While there is a growing awareness of the strategic imperative of peace between Pakistan and India on both sides of the border, it is important that the peace process is managed by the two countries keeping in view the ground realities. Pakistan-India relations suffer from lack of trust and bitterness caused by wars and outstanding disputes. Inevitably, therefore, the progress in the peace process would be slow and marked by hiccups under the best of circumstances. Confidence building measures (CBM) in the military and political fields to assure Pakistan and India of each other’s peaceful intentions and to eliminate the risk of the outbreak of hostilities through miscalculation or misunderstanding must be the starting point of such a peace process. Fortunately, the two countries have already made some progress in this area although a lot more remains to be done.

Pakistan and India must also engage in mutually beneficial cooperation in various fields and undertake serious efforts to resolve outstanding disputes. A number of considerations must be kept in view in carrying forward the peace process. Mutually beneficial cooperation by definition is not a favour that one country grants to the other. For instance, bilateral trade on a level playing field will work to the advantage of both the countries and, therefore, should not be subjected to the condition of prior settlement of outstanding disputes. It is also true, however, that it cannot be totally dissociated from the overall climate of relations between the two countries.

Currently, access to the Indian market is restricted by non-tariff barriers. The Indian businessmen also enjoy the advantage of institutional and governmental support, whereas Pakistani businessmen not only lack such support, but also suffer from the adverse effects of acute power and gas shortages. Little surprise, therefore, that the current Pakistan-India trade of $2.6 billion per annum is heavily tilted in favour of the latter. This imbalance is likely to worsen to our disadvantage with the planned liberalisation of trade with India, unless our government and the industrial/ trading institutions take necessary corrective measures to ensure level playing field in trade with India. Failing that there is a serious risk that our industry will suffer a crippling blow from which it may not recover easily. It is a pity that our government is rushing into a liberalised trade regime with India without the necessary spadework.

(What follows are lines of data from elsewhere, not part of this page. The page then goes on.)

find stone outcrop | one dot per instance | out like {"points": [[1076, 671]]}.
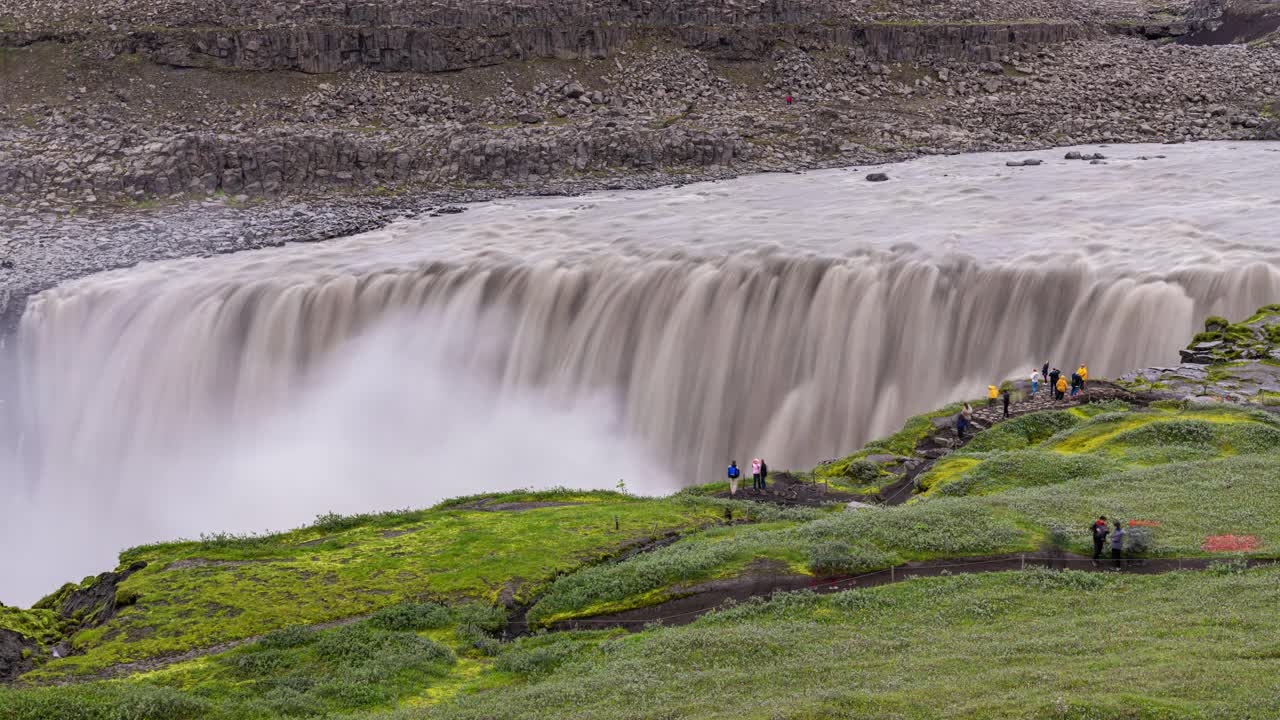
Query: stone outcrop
{"points": [[206, 163], [16, 655], [412, 49]]}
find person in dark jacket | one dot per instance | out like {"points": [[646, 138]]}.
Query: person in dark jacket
{"points": [[1100, 537], [1118, 543], [963, 418]]}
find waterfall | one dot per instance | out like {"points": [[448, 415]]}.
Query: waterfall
{"points": [[796, 359], [644, 337]]}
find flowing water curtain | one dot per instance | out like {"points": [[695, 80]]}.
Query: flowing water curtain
{"points": [[796, 359]]}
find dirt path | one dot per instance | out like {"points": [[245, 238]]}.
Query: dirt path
{"points": [[944, 440], [700, 600]]}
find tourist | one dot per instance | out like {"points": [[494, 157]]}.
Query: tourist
{"points": [[1100, 537], [1116, 543]]}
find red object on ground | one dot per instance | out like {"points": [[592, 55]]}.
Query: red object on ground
{"points": [[1230, 543]]}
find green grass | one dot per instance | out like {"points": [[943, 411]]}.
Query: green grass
{"points": [[850, 474], [1034, 645], [398, 654], [1189, 500], [225, 587], [837, 545], [42, 625]]}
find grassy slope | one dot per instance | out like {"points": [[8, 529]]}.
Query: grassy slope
{"points": [[200, 593], [1198, 472], [1016, 645], [1002, 646]]}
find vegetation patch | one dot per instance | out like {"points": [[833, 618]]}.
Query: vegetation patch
{"points": [[906, 651], [348, 566]]}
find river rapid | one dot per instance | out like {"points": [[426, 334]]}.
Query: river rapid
{"points": [[640, 337]]}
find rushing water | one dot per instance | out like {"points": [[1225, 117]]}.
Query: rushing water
{"points": [[639, 336]]}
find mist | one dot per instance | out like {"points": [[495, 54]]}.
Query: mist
{"points": [[394, 418]]}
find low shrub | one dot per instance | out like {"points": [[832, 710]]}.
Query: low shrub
{"points": [[293, 636], [412, 616], [835, 557], [101, 701]]}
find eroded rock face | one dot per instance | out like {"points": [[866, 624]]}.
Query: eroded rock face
{"points": [[16, 652], [99, 602]]}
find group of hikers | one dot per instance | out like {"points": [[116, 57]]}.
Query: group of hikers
{"points": [[1101, 532], [1054, 379], [759, 475]]}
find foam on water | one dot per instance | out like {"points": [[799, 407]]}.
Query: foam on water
{"points": [[639, 336]]}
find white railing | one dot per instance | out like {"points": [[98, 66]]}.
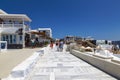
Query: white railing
{"points": [[10, 25], [3, 46]]}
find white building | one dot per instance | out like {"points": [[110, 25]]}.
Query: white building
{"points": [[13, 29]]}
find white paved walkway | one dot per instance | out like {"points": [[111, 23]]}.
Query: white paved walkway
{"points": [[64, 66]]}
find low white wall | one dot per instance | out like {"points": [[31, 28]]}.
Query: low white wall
{"points": [[23, 69], [103, 64]]}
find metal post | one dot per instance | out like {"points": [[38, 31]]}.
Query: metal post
{"points": [[23, 34]]}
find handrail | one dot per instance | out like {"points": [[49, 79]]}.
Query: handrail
{"points": [[11, 25]]}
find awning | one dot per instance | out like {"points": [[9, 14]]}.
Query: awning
{"points": [[8, 30]]}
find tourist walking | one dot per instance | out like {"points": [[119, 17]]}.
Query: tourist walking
{"points": [[57, 45], [51, 44], [33, 43], [61, 46]]}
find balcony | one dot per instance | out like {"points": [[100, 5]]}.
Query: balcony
{"points": [[11, 25], [12, 28]]}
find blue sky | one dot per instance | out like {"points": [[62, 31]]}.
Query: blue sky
{"points": [[97, 18]]}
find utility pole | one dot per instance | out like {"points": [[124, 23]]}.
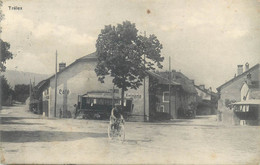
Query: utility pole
{"points": [[170, 78], [55, 99], [113, 97], [144, 83]]}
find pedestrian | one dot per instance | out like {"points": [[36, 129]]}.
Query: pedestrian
{"points": [[76, 111], [60, 113]]}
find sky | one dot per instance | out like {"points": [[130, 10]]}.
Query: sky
{"points": [[206, 39]]}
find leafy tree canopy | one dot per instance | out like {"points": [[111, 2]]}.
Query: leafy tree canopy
{"points": [[5, 54], [121, 52]]}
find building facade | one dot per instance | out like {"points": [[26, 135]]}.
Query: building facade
{"points": [[240, 97], [79, 78], [230, 92]]}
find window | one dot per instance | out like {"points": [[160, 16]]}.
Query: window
{"points": [[161, 108], [165, 96]]}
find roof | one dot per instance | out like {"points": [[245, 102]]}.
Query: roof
{"points": [[180, 78], [41, 84], [239, 76], [161, 79], [89, 56], [206, 91], [248, 102]]}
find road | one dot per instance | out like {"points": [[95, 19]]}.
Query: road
{"points": [[29, 138]]}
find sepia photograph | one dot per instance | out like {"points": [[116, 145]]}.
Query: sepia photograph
{"points": [[130, 82]]}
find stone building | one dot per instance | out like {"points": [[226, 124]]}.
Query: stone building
{"points": [[230, 92], [207, 101], [242, 90]]}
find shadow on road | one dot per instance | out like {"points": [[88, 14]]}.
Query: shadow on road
{"points": [[15, 120], [45, 136]]}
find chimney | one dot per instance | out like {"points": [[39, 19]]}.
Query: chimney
{"points": [[248, 79], [62, 65], [202, 86], [239, 69], [246, 66]]}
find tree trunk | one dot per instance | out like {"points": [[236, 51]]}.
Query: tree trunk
{"points": [[122, 99]]}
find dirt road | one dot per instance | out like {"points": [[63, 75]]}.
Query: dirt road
{"points": [[29, 138]]}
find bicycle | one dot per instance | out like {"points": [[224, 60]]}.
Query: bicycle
{"points": [[116, 129]]}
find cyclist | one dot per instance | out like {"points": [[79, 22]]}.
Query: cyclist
{"points": [[116, 117]]}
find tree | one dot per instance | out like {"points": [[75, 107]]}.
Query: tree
{"points": [[6, 91], [5, 54], [126, 56]]}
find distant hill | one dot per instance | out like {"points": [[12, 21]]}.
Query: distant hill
{"points": [[19, 77]]}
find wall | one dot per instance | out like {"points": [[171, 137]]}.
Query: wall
{"points": [[80, 79], [203, 95], [231, 90]]}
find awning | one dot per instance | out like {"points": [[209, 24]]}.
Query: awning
{"points": [[248, 102]]}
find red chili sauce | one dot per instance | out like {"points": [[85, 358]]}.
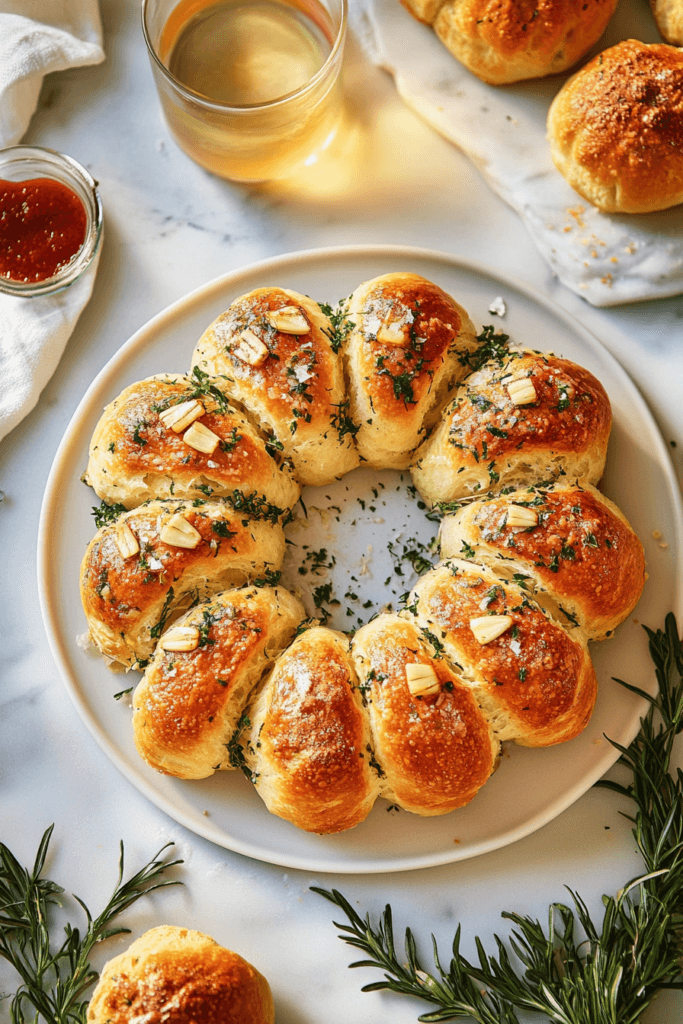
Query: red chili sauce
{"points": [[42, 227]]}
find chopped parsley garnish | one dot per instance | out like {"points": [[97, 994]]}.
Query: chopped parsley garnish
{"points": [[157, 630], [220, 527], [105, 514], [341, 325]]}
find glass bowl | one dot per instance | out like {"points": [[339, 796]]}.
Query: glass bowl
{"points": [[22, 163]]}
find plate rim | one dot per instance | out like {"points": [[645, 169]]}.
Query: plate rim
{"points": [[49, 509]]}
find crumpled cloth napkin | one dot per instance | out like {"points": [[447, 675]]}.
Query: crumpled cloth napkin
{"points": [[38, 37], [606, 259]]}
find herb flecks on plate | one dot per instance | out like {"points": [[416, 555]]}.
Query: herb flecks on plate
{"points": [[572, 970]]}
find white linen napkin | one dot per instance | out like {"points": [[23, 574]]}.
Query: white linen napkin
{"points": [[38, 37], [606, 259]]}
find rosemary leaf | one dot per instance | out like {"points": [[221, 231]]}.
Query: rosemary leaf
{"points": [[54, 981], [572, 971]]}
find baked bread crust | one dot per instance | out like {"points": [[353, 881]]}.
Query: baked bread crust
{"points": [[582, 561], [434, 752], [535, 682], [187, 706], [128, 602], [504, 41], [297, 394], [397, 392], [135, 457], [308, 743], [177, 976], [485, 441], [669, 15], [615, 128]]}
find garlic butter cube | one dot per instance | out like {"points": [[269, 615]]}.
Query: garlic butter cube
{"points": [[180, 638], [201, 438], [487, 628], [288, 320], [521, 517], [179, 534], [126, 541], [521, 391], [178, 418], [392, 334], [251, 349], [422, 680]]}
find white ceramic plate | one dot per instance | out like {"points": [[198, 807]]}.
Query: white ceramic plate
{"points": [[531, 786]]}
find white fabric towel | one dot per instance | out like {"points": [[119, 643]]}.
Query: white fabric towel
{"points": [[38, 37], [607, 259]]}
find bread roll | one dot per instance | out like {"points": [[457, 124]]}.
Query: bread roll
{"points": [[188, 704], [397, 387], [669, 15], [307, 742], [487, 440], [581, 559], [511, 40], [291, 383], [136, 578], [615, 128], [178, 976], [435, 750], [535, 683], [135, 456]]}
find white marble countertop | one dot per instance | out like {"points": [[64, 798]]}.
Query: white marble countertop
{"points": [[169, 227]]}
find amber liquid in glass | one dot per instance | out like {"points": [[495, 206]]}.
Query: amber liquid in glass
{"points": [[237, 55]]}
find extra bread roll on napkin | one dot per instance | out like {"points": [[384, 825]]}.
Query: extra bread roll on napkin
{"points": [[178, 976], [511, 40], [615, 128]]}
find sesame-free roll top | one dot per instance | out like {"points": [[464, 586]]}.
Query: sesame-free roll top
{"points": [[406, 348], [177, 436], [532, 680], [179, 976], [433, 743], [615, 128], [520, 419], [512, 40], [566, 544], [278, 350], [144, 568], [187, 707], [307, 740]]}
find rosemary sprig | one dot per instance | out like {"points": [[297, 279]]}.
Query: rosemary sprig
{"points": [[54, 981], [572, 971]]}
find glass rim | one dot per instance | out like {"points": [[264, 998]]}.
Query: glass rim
{"points": [[214, 104], [49, 163]]}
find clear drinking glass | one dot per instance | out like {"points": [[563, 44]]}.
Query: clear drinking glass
{"points": [[250, 88]]}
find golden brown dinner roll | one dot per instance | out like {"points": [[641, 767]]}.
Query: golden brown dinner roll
{"points": [[523, 418], [511, 40], [180, 977], [176, 436], [406, 349], [535, 683], [615, 128], [567, 545], [307, 741], [141, 571], [433, 743], [188, 704], [669, 15], [275, 349]]}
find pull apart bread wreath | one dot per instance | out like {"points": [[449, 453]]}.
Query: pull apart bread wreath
{"points": [[199, 474]]}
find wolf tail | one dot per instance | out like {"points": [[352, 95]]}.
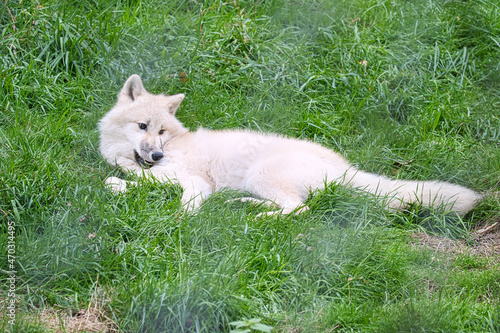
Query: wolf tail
{"points": [[440, 195]]}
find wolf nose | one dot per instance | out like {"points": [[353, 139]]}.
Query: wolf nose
{"points": [[156, 156]]}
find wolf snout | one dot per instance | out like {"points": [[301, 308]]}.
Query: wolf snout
{"points": [[157, 155]]}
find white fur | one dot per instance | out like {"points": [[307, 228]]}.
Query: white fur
{"points": [[269, 166]]}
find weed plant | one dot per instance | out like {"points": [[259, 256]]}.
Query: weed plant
{"points": [[409, 89]]}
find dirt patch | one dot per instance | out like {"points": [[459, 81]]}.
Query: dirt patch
{"points": [[485, 241], [86, 320]]}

CBM’s, growth in bilateral trade on a level playing field, and increased people-to-people contacts will help strengthen peace lobbies in Pakistan and India, enhance mutual trust, and pave the way for the resolution of outstanding disputes. Realistically speaking, it will be easier to make progress towards the resolution of those disputes which are, relatively speaking, less acrimonious and less complicated. Sir Creek, Siachen and disputes concerning the sharing of river waters would fall in this category. The two countries should also cooperate on the issue of terrorism from which they have suffered grievously.

The Kashmir dispute, in view of its heavy emotional and historical baggage, would be the most difficult to solve. A settlement of this dispute, which is satisfactory to the two countries, does not appear to be feasible in the near future given their recognised divergent positions. Therefore, while Pakistan and India should continue to work towards a final settlement of this issue, they should agree in the interim to measures which would ameliorate the human rights conditions of the Kashmiri people in IHK, grant them maximum possible autonomy, demilitarise the area as the insurgency winds down, and facilitate cross-LOC travel and trade. However, durable peace between Pakistan and India will remain elusive until the two countries reach a satisfactory final solution of the Kashmir dispute and until India gives up its hegemonic designs in South Asia.

n    The writer is a retired ambassador.